(330j) Replica Exchange and Backbone Sampling Methods Improve Protein-Protein Docking By Mimicking Induced-Fit Pathways

Protein-protein interactions (PPIs) are involved in almost all biological processes in human health and disease. Predicting protein complex structures and the associated dynamics of protein interactions can reveal biological mechanisms and suggest intervention strategies. Since investigation of these structural complexes by experimental techniques can be often expensive, laborious and limited, computational modeling provides an alternative. Current computational methods are confounded by the many degrees of freedom of the binding-induced conformational changes in one or both protein partners.

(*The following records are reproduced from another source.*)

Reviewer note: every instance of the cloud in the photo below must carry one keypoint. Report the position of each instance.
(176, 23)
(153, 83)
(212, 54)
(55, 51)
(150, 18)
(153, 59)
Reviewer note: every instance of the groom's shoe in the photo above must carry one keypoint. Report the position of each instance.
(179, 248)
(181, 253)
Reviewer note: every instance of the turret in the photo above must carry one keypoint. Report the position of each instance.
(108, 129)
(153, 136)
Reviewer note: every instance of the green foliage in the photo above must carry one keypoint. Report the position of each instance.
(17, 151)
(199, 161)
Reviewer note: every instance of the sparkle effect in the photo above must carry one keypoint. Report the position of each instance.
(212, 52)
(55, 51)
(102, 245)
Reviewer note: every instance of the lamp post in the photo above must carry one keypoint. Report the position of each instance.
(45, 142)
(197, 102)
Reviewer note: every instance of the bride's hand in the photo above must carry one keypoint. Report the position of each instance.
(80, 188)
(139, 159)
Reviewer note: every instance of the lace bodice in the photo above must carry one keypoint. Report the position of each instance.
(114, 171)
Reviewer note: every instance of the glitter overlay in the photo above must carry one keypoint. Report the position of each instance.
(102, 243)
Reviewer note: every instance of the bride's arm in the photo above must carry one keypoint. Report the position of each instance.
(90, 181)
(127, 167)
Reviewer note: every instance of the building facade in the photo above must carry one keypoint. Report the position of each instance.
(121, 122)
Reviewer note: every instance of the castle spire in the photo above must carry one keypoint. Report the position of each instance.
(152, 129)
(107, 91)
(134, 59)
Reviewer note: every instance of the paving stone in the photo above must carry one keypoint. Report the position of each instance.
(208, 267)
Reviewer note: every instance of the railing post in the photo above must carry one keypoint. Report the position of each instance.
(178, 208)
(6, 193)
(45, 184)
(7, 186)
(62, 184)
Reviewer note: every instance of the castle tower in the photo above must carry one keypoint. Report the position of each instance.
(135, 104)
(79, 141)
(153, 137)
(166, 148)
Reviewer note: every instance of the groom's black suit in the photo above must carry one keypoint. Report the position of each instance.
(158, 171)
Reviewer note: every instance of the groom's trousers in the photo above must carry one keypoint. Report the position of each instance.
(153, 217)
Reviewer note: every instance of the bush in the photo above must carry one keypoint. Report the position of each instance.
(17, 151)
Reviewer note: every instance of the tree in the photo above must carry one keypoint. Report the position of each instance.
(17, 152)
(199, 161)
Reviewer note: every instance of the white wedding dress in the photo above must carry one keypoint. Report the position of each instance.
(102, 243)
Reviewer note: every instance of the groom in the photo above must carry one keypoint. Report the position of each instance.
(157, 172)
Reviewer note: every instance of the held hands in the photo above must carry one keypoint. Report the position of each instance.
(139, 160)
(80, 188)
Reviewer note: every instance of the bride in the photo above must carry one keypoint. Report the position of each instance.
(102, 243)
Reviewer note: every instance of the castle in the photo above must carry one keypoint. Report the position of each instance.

To overcome these limitations in capturing backbone motions, we developed a new, aggressive conformational sampling method that incorporates temperature and Hamiltonian replica exchange Monte Carlo (T-REMC and H-REMC) techniques within docking protocols in Rosetta. To mimic the induced-fit approach of protein binding, we sample backbone motions on residues comprising a putative interface on-the-fly, thereby enabling the algorithm to capture protein backbone flexibility while docking. Our updated method ReplicaDock 2.0 requires 300-500 CPU hours, depending on protein sizes, which is efficient compared to molecular dynamics-based docking approaches. In local docking of a benchmark set of 80 proteins with moderate to high flexibility (unbound to bound RMSD over 1.2 Å), ReplicaDock 2.0 achieves successful docking for 61% of moderately flexible complexes and 33% of highly flexible complexes. Additionally, highly flexible targets can be predicted to sub-angstrom accuracy when backbone sampling is biased towards residues comprising flexible loops or hinge domains, indicating that additional gains are possible when mobile protein segments are known.